An Indonesian Chatbot for Disease Diagnosis Using Retrieval-Augmented Generation

Muhammad Adrinta Abdurrazzaq; Edwin Lesmana Tjiong; Aulia Fasya; Michelle Hiu; Joses Tanuwidjaya

doi:10.35314/9nnkn955

Authors

Muhammad Adrinta Abdurrazzaq Universitas Kalbis Author
Edwin Lesmana Tjiong Universitas Kalbis Author
Aulia Fasya Universitas Kalbis Author
Michelle Hiu Universitas Kalbis Author
Joses Tanuwidjaya Universitas Kalbis Author

DOI:

https://doi.org/10.35314/9nnkn955

Keywords:

Retrieval-Augmented Generation, GPT-OSS, Medical Chatbot, Information Retrieval, Hybrid Ranking

Abstract

The rapid advancement of Large Language Models (LLMs) has enabled their use in medical information systems, although challenges such as hallucinations, domain mismatches, and the lack of a verified knowledge base remain significant, particularly in low-source languages like Indonesian.
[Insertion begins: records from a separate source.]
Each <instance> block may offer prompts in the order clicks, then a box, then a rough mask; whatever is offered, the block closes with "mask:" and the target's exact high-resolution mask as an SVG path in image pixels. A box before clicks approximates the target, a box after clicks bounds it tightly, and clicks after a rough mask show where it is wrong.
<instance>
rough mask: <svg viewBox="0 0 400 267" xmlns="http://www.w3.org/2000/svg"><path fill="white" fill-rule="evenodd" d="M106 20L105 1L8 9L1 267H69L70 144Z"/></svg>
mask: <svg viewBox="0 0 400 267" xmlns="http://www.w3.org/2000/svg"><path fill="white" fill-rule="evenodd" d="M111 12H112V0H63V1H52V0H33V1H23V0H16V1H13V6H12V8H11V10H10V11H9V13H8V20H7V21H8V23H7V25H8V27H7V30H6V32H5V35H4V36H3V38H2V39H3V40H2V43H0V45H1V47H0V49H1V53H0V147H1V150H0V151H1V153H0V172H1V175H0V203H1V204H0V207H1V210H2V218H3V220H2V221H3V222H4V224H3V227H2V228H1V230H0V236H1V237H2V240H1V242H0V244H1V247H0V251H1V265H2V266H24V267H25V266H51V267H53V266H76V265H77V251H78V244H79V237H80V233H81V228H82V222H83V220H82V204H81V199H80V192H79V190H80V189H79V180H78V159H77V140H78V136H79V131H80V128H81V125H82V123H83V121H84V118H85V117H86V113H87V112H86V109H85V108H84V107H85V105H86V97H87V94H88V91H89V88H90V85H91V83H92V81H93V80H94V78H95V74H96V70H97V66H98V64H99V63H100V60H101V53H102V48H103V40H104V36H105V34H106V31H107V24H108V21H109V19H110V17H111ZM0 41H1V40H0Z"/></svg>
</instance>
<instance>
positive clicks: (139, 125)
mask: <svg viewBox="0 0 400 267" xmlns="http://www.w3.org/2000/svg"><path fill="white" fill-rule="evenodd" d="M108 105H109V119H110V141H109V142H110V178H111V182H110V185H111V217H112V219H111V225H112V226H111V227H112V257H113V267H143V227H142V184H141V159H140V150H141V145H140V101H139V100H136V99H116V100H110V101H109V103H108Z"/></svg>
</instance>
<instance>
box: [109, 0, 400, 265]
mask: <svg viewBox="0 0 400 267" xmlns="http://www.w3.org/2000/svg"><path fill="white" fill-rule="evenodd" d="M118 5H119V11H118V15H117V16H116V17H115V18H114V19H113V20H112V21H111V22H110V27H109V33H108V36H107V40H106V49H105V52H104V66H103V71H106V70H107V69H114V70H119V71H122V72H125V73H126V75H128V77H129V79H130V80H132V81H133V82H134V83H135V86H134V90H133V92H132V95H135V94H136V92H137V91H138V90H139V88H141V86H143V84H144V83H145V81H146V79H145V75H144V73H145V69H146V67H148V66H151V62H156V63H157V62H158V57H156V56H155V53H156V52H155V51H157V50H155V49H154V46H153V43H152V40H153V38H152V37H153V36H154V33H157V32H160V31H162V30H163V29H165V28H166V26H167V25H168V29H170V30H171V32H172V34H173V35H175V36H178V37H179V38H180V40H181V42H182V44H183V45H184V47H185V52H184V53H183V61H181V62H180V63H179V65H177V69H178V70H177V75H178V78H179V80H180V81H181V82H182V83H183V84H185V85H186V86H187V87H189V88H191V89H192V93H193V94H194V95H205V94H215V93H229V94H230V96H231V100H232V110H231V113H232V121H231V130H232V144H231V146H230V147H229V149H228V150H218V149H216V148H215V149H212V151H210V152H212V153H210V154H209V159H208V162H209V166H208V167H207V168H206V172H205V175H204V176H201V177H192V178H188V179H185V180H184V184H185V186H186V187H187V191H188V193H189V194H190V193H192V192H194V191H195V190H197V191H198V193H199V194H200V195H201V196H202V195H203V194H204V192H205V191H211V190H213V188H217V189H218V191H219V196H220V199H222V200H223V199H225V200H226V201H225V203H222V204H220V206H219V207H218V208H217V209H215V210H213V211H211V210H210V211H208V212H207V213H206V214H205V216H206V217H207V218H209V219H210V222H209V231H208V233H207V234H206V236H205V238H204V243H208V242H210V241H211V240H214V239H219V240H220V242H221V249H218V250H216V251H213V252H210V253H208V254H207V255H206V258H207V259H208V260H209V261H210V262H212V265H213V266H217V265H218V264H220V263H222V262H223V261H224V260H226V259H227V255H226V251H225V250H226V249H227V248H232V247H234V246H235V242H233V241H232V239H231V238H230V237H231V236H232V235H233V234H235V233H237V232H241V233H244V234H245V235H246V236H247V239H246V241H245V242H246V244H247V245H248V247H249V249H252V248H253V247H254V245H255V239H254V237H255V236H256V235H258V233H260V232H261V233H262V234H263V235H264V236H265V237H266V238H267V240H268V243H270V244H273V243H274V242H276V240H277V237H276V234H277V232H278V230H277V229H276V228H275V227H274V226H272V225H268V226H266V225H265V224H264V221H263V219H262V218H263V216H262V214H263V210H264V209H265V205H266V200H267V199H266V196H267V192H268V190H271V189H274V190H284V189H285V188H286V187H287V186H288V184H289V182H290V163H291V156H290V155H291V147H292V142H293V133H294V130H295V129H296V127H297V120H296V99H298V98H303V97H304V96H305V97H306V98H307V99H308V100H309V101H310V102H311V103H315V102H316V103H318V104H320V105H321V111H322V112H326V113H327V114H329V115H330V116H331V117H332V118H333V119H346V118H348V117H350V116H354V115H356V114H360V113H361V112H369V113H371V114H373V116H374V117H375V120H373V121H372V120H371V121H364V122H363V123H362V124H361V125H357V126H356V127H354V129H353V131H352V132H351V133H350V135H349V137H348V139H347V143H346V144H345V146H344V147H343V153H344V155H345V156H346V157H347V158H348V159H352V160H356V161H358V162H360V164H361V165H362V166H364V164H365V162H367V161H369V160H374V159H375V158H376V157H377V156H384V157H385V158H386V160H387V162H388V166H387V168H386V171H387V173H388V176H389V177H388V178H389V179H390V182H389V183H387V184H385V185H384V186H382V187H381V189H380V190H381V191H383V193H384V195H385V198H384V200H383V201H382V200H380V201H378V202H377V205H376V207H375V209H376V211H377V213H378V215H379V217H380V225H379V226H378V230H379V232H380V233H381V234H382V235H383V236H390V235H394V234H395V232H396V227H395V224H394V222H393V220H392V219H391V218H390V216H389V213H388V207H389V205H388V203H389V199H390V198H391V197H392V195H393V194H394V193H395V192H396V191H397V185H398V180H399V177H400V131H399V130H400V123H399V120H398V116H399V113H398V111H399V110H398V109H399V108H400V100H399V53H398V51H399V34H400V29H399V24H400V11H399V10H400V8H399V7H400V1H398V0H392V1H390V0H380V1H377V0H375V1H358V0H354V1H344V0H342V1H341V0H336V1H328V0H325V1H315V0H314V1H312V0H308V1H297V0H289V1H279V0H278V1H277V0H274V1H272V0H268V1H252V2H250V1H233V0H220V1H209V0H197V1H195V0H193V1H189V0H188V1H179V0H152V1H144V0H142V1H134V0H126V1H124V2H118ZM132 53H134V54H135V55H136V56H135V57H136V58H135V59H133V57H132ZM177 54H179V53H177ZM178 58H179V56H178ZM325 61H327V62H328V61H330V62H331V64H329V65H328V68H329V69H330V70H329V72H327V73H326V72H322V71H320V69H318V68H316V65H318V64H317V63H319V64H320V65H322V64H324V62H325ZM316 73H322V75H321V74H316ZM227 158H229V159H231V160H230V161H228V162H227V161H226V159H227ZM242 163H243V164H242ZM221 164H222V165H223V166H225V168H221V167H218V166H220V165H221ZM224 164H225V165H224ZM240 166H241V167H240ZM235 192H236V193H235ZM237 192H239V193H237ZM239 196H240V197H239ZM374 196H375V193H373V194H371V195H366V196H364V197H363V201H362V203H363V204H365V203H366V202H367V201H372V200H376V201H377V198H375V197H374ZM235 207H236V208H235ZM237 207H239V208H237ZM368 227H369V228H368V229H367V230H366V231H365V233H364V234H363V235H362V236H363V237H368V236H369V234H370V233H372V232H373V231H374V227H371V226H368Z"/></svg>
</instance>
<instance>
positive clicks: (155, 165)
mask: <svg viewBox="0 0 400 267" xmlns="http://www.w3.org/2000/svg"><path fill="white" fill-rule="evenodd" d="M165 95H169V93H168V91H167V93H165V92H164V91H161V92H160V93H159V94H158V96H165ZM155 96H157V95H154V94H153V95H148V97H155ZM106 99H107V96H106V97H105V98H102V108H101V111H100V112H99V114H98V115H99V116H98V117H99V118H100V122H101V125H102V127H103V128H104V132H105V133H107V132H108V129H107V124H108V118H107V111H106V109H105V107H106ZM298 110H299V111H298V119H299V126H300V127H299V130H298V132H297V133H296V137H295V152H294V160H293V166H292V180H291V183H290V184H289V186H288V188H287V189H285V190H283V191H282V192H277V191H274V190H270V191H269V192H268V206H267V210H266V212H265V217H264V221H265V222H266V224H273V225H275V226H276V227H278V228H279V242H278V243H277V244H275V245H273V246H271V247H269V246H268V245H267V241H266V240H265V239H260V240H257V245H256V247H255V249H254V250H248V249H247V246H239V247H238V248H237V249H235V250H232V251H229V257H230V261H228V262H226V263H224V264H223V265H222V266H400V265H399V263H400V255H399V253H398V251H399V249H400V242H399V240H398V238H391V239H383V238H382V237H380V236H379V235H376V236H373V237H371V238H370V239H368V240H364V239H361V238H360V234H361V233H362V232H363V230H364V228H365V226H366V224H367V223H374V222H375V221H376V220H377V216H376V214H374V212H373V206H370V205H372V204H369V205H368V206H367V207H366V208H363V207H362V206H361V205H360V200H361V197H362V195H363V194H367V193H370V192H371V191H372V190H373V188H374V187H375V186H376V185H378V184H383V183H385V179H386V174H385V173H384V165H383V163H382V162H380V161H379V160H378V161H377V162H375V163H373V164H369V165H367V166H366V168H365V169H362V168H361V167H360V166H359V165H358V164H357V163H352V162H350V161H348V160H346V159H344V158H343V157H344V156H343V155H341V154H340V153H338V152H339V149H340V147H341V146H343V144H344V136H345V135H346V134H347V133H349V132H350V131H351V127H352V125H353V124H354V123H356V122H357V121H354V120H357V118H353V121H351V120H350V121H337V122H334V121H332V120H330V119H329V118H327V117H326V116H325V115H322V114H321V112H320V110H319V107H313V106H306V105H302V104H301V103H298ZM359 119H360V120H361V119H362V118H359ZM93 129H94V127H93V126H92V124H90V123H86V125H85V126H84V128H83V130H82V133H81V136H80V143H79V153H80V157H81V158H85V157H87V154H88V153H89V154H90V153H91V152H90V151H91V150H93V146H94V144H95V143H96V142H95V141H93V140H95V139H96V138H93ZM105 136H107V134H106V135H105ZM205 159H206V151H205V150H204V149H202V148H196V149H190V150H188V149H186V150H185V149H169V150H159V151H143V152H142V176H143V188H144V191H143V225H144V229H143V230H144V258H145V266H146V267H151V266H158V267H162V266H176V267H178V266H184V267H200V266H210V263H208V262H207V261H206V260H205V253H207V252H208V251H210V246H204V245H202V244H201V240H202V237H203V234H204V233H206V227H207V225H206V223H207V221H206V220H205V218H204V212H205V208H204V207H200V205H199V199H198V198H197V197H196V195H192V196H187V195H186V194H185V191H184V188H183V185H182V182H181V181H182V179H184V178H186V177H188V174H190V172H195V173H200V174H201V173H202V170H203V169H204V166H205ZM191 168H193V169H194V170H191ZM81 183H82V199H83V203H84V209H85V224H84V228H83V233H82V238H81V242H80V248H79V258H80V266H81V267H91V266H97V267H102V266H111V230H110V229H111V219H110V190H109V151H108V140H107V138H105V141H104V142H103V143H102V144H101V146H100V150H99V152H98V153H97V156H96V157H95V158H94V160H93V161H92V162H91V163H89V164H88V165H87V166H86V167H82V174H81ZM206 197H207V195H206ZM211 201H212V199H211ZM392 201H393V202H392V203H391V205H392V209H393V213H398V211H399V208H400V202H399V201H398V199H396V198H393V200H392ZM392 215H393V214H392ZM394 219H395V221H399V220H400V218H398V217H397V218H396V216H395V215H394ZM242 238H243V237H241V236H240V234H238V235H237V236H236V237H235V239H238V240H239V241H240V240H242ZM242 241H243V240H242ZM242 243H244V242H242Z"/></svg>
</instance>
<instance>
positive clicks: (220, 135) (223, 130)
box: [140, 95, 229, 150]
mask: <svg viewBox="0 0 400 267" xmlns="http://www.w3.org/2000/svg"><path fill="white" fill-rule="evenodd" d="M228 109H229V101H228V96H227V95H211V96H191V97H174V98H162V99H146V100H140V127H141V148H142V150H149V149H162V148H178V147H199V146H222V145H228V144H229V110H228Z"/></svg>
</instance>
This study introduces an Indonesian-language medical chatbot based on the open-source GPT-OSS-20B model enhanced through a Retrieval-Augmented Generation (RAG) pipeline. The system combines semantic retrieval using jina-embeddings-v3, lexical re-ranking with the BM25 algorithm, and a lightweight Logistic Regression-based domain filter as an initial filter to prevent out-of-domain LLM usage. Evaluation using Indonesian medical articles and annotated patient-doctor conversations shows that the domain filter works well on synthetic data but results in misclassification of natural queries. A hybrid weighted reranker (FAISS L2 + BM25) performed the best with a Top-30 accuracy of 0.699. Black-box testing indicates that the system flow functions as designed, although the response quality has not been validated by clinical experts. These findings suggest that RAG-based open-source LLMs can improve access to Indonesian-language medical information, but still have important limitations such as the lack of clinical validation, potential errors in scraped data, and suboptimal robustness of domain filters.